イベントには、まずアニメでの花火役の安済と麦役の島崎が登場。演じる花火と同じヘアスタイルにセットしてきたという安済は、花火を「見た目はそんなに違和感を感じない……どこにでもいそうな女の子」と前置きしながらも「すごく純粋でまっすぐで一途。なんですが、『純粋をこじらせるとこうなっちゃうのか』というタイプ」とその複雑なキャラの魅力を紹介した。

アニメ版で粟屋麦を演じる島崎信長

島崎も、麦は「色々あって思春期をこじらせている少年」と口を揃え、「花火と同じく昔から好きな人がいるんです」とも説明。また、「麦も花火も、お互い(思い人に)届かないんじゃと気付いて、『僕たちで慰め合おうか』ということになり……」と2人の危なげな仲を明かして、苦笑しながらも「互いが本当に好きな人の代わりの存在なので、"かけがえのある恋人"という言葉が出るくらいの関係性なんですよ」と強調した。

ここで、当日初公開となったアニメの第2弾となるPVを上映。2人のキスシーンや、抱き合いながらも醒めた面持ちを見せる花火の表情などが映し出されると、会場は静まりかえり、司会の吉田尚記アナウンサーも思わず「やべぇ」と一言。「本当に原作のあんなシーンやこんなシーンをやるんですか?」と問われるも、安済は「やり遂げます。さらけ出します」と気合十分。一方で、家族に本作で主演すると告げて、作品内容を聞かれた際、「純粋な恋愛ものだよ」とお茶を濁したエピソードも披露し、会場の笑いを誘った。

ドラマ版で花火を演じる吉本実憂

さらに、実写ドラマで花火を演じる吉本と麦を演じる桜田が登場。アニメを観た際の感想として、吉本は「花火というキャラを良い意味で裏切られた。改めて撮影を頑張ろうと思いました」と大きな刺激を受けたことを明かした。一方、原作からの大ファンという桜田は「1話が本当に良すぎて、観終わった後に『これと一緒に放送されるのか』と光栄さとプレッシャーを一気に感じてしまいました」と武者震いしながら、「良い影響を与えてもらってドラマのクオリティも高めたい」と意気込んだ。

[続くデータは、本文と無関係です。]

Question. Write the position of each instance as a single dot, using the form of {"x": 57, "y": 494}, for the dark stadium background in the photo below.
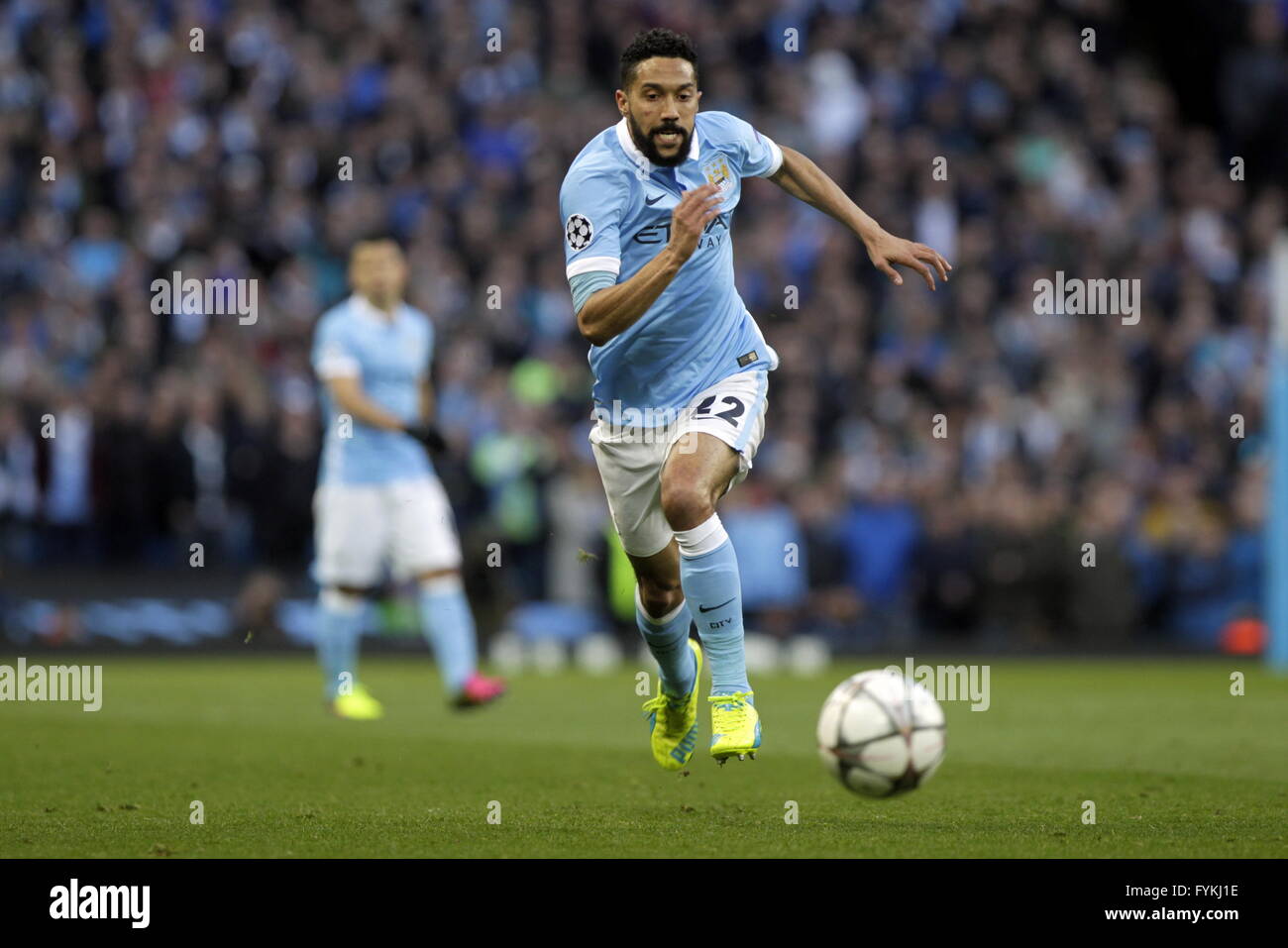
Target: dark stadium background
{"x": 174, "y": 430}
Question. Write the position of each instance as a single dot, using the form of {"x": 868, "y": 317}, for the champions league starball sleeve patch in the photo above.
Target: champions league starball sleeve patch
{"x": 579, "y": 231}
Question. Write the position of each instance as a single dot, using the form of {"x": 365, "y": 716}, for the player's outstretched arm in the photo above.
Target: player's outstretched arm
{"x": 805, "y": 180}
{"x": 612, "y": 311}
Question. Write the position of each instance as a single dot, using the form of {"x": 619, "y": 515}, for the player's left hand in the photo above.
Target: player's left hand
{"x": 429, "y": 436}
{"x": 885, "y": 250}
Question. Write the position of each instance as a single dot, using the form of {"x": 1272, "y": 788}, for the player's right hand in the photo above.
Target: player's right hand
{"x": 697, "y": 209}
{"x": 428, "y": 434}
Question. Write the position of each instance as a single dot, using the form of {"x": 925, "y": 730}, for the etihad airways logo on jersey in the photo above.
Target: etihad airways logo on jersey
{"x": 661, "y": 232}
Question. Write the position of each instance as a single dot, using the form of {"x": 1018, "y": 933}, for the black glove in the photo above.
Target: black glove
{"x": 428, "y": 434}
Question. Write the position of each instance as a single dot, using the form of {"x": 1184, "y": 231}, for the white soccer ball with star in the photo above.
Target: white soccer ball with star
{"x": 881, "y": 733}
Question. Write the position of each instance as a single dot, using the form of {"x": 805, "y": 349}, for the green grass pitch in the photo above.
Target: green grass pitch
{"x": 1173, "y": 763}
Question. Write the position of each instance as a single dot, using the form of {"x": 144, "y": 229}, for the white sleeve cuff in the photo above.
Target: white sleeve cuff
{"x": 589, "y": 264}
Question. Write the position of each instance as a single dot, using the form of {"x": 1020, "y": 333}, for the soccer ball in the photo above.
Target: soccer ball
{"x": 881, "y": 733}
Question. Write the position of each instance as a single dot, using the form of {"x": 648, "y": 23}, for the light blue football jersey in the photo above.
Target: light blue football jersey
{"x": 390, "y": 357}
{"x": 616, "y": 207}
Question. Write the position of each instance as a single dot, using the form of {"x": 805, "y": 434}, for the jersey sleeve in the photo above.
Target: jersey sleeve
{"x": 333, "y": 355}
{"x": 590, "y": 204}
{"x": 758, "y": 154}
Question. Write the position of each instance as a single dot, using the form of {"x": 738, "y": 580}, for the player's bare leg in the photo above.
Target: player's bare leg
{"x": 447, "y": 623}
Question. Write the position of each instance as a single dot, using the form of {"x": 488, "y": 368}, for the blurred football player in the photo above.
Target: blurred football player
{"x": 679, "y": 361}
{"x": 378, "y": 502}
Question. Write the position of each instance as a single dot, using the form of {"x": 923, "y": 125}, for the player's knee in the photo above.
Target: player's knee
{"x": 686, "y": 505}
{"x": 660, "y": 595}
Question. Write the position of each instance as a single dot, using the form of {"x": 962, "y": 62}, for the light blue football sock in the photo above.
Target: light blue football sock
{"x": 339, "y": 629}
{"x": 449, "y": 627}
{"x": 708, "y": 575}
{"x": 668, "y": 639}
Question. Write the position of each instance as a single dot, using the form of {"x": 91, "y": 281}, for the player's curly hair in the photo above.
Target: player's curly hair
{"x": 658, "y": 42}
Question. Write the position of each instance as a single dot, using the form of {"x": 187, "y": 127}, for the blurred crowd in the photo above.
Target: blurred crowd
{"x": 934, "y": 464}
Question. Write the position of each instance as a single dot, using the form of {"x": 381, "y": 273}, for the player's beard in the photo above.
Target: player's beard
{"x": 648, "y": 146}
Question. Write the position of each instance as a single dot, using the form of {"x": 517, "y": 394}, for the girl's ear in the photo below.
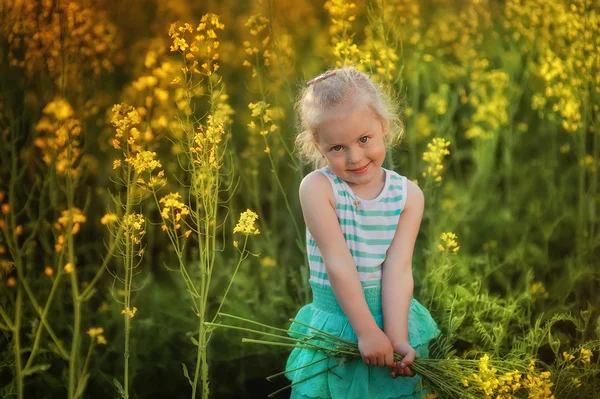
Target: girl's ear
{"x": 385, "y": 126}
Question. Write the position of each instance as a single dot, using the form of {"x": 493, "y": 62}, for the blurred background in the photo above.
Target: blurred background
{"x": 500, "y": 104}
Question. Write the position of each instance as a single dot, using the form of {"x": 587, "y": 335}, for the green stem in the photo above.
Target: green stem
{"x": 38, "y": 334}
{"x": 17, "y": 340}
{"x": 85, "y": 366}
{"x": 237, "y": 267}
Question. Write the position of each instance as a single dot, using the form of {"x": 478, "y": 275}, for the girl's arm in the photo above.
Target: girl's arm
{"x": 318, "y": 208}
{"x": 397, "y": 279}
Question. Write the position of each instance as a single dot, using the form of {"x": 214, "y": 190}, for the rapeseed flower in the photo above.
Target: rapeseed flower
{"x": 72, "y": 216}
{"x": 246, "y": 223}
{"x": 173, "y": 209}
{"x": 437, "y": 150}
{"x": 68, "y": 268}
{"x": 134, "y": 225}
{"x": 96, "y": 334}
{"x": 58, "y": 132}
{"x": 129, "y": 312}
{"x": 11, "y": 282}
{"x": 449, "y": 243}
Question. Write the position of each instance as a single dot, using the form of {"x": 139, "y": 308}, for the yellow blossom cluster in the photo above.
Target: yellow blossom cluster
{"x": 488, "y": 97}
{"x": 109, "y": 218}
{"x": 206, "y": 144}
{"x": 71, "y": 216}
{"x": 58, "y": 136}
{"x": 200, "y": 43}
{"x": 455, "y": 36}
{"x": 246, "y": 224}
{"x": 124, "y": 118}
{"x": 97, "y": 335}
{"x": 448, "y": 243}
{"x": 344, "y": 49}
{"x": 264, "y": 117}
{"x": 492, "y": 384}
{"x": 144, "y": 161}
{"x": 538, "y": 385}
{"x": 69, "y": 268}
{"x": 6, "y": 266}
{"x": 173, "y": 209}
{"x": 129, "y": 312}
{"x": 437, "y": 101}
{"x": 59, "y": 38}
{"x": 437, "y": 150}
{"x": 134, "y": 227}
{"x": 380, "y": 56}
{"x": 566, "y": 37}
{"x": 259, "y": 51}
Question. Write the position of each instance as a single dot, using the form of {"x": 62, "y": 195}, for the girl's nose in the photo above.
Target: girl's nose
{"x": 353, "y": 156}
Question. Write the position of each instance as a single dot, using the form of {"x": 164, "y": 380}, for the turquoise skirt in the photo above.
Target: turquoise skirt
{"x": 352, "y": 379}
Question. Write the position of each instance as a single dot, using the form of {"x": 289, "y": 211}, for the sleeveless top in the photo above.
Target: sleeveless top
{"x": 368, "y": 230}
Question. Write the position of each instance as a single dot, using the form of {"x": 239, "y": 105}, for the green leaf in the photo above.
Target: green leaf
{"x": 187, "y": 375}
{"x": 119, "y": 387}
{"x": 81, "y": 385}
{"x": 36, "y": 369}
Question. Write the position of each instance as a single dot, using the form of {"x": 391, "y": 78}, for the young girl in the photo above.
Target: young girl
{"x": 362, "y": 222}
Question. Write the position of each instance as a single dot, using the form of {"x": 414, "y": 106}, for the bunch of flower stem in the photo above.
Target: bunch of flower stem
{"x": 204, "y": 146}
{"x": 136, "y": 174}
{"x": 450, "y": 377}
{"x": 64, "y": 174}
{"x": 262, "y": 49}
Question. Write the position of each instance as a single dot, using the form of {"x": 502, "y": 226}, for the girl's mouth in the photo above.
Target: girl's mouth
{"x": 360, "y": 170}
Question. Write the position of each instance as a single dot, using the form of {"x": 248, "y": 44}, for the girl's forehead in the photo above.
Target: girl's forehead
{"x": 347, "y": 122}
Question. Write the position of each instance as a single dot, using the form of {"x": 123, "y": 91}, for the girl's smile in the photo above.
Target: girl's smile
{"x": 352, "y": 141}
{"x": 360, "y": 170}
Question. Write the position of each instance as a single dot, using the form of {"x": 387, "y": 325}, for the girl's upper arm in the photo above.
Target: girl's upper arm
{"x": 400, "y": 252}
{"x": 318, "y": 208}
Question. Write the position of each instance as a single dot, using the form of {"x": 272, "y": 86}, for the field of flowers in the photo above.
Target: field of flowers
{"x": 148, "y": 181}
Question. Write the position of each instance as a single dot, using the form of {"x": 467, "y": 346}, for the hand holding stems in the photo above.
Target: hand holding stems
{"x": 401, "y": 368}
{"x": 376, "y": 348}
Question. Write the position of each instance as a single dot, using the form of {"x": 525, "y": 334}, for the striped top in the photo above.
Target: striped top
{"x": 368, "y": 231}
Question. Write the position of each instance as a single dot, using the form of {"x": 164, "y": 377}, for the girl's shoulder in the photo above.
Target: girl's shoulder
{"x": 316, "y": 185}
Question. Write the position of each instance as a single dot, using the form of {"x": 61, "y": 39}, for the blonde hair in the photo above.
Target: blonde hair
{"x": 331, "y": 89}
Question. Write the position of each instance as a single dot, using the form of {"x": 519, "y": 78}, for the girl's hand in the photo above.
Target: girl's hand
{"x": 401, "y": 368}
{"x": 376, "y": 349}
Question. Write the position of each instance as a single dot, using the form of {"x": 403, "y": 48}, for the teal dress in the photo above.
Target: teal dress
{"x": 368, "y": 226}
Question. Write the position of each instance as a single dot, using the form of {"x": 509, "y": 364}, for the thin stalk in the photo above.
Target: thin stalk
{"x": 17, "y": 340}
{"x": 73, "y": 377}
{"x": 242, "y": 257}
{"x": 128, "y": 263}
{"x": 85, "y": 364}
{"x": 38, "y": 334}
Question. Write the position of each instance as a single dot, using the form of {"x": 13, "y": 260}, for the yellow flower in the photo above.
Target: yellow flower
{"x": 96, "y": 334}
{"x": 437, "y": 150}
{"x": 449, "y": 243}
{"x": 129, "y": 312}
{"x": 267, "y": 261}
{"x": 246, "y": 223}
{"x": 586, "y": 355}
{"x": 109, "y": 218}
{"x": 69, "y": 268}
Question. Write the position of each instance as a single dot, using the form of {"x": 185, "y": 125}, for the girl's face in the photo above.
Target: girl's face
{"x": 352, "y": 141}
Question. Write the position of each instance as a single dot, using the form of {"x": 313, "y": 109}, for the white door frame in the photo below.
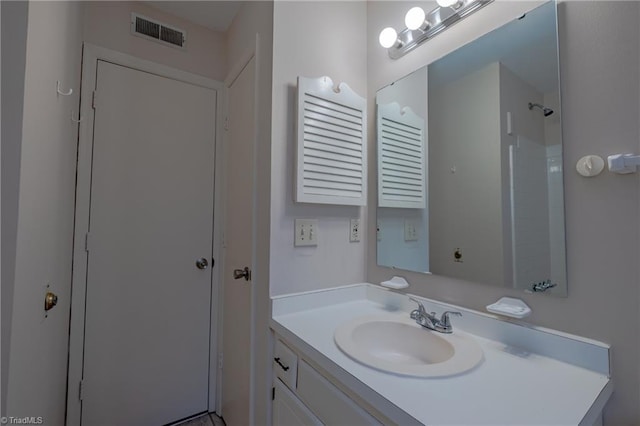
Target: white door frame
{"x": 91, "y": 55}
{"x": 236, "y": 69}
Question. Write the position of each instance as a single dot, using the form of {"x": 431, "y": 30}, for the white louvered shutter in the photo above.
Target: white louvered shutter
{"x": 401, "y": 157}
{"x": 331, "y": 144}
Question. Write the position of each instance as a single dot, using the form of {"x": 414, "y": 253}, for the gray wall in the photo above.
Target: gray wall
{"x": 38, "y": 355}
{"x": 256, "y": 17}
{"x": 600, "y": 69}
{"x": 466, "y": 206}
{"x": 14, "y": 46}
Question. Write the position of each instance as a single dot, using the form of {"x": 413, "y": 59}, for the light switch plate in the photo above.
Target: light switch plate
{"x": 410, "y": 231}
{"x": 306, "y": 232}
{"x": 354, "y": 230}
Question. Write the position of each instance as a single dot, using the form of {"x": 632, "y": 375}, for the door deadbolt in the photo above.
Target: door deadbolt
{"x": 202, "y": 263}
{"x": 50, "y": 300}
{"x": 242, "y": 273}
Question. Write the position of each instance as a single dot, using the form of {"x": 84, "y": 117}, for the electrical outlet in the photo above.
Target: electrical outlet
{"x": 354, "y": 231}
{"x": 306, "y": 232}
{"x": 410, "y": 231}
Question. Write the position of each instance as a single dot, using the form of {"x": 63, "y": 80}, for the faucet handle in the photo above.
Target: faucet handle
{"x": 444, "y": 319}
{"x": 420, "y": 305}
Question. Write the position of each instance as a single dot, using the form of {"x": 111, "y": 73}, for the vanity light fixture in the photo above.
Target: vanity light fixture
{"x": 422, "y": 26}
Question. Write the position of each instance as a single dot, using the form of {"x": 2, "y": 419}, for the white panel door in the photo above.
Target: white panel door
{"x": 237, "y": 306}
{"x": 146, "y": 348}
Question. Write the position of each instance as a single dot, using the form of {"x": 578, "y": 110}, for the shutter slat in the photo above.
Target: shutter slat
{"x": 401, "y": 158}
{"x": 331, "y": 156}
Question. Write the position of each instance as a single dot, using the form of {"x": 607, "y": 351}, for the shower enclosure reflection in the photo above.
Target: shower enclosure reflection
{"x": 494, "y": 210}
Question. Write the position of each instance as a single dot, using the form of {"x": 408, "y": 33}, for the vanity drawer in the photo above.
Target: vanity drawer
{"x": 285, "y": 364}
{"x": 328, "y": 402}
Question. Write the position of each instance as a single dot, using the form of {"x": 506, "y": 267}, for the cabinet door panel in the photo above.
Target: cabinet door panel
{"x": 288, "y": 410}
{"x": 328, "y": 402}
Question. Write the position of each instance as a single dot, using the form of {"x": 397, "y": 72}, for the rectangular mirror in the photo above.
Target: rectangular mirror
{"x": 470, "y": 181}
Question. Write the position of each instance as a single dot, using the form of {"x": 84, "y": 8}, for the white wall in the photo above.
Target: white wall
{"x": 312, "y": 39}
{"x": 38, "y": 360}
{"x": 14, "y": 44}
{"x": 600, "y": 116}
{"x": 107, "y": 24}
{"x": 257, "y": 18}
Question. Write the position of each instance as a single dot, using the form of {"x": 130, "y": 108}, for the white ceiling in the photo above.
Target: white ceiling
{"x": 215, "y": 15}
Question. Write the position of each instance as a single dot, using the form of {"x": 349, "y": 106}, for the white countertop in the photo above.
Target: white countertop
{"x": 511, "y": 386}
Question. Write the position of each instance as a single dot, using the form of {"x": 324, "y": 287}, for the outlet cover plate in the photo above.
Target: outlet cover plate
{"x": 354, "y": 230}
{"x": 306, "y": 232}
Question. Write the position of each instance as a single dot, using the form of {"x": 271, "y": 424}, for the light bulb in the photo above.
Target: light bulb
{"x": 447, "y": 3}
{"x": 414, "y": 18}
{"x": 388, "y": 37}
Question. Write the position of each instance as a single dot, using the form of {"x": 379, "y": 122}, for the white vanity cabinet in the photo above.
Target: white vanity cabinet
{"x": 523, "y": 369}
{"x": 304, "y": 396}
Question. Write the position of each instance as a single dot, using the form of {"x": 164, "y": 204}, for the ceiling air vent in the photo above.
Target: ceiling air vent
{"x": 154, "y": 30}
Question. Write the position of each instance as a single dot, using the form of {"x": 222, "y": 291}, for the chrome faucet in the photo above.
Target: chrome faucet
{"x": 430, "y": 321}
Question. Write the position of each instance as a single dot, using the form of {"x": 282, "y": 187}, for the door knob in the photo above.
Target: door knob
{"x": 202, "y": 263}
{"x": 242, "y": 273}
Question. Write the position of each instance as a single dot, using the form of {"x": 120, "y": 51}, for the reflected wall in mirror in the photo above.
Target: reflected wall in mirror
{"x": 484, "y": 169}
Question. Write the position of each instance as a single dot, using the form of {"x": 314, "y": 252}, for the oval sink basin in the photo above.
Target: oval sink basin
{"x": 398, "y": 345}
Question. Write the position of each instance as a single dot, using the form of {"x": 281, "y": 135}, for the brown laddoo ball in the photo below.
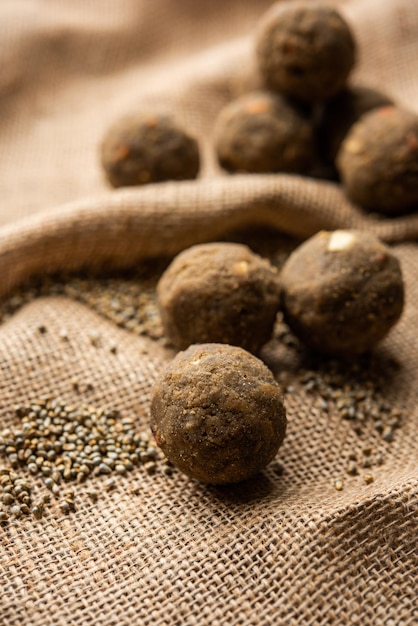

対して、アニメ版キャストとして実写映像を観た島崎は、「TVドラマでここまで真正面からやるのか」と衝撃を受けたことを思い返し、「アニメも作品のテーマを表現するためにぶつかっているつもりだったんですが、御二人の作品への思いが伝わる体当たりの演技を見せられて、『負けてられない』と感じました」と絶賛。安済は、「学校とか若さとかのキーポイントが実写だと鮮明になっている」と新たな発見があったようで、「狭いコミュニティのこじれていった恋模様を、実写でバン!と見せられると『なるほど』と思ってしまうところがあった」「私もより体当たりでアフレコに向かいたい」と力強く語った。

ドラマ版で麦を演じる桜田通

最後に、安済は「共感できない方が良い作品だと思います。でも誰でも、どんな純粋な人でも少し間違ったらクズになって共感してもらえる部分があります。そんなところも感じ取ってみてください」とコメント。島崎も「思わず目を背けたくなるような描写や胸が痛くなるシーンが多い作品」としつつ、「ちゃんとそれぞれを積み重ねていって、最後に表現したいテーマや答えを、原作、アニメ、ドラマ全てで表現しきって皆さんに届けるので最後まで期待してください」と呼びかけた。

また、イベントでは、原作コミックが2017年春に完結することも発表。アニメもエンディングまで描くことが明かされた。TVアニメ『クズの本懐』は、2017年1月12日より、フジテレビ「ノイタミナ」枠で毎週木曜24時55分(初回放送は25時10分から)、実写ドラマは同月18日より、同局で毎週水曜25:55から、それぞれ放送がスタートする。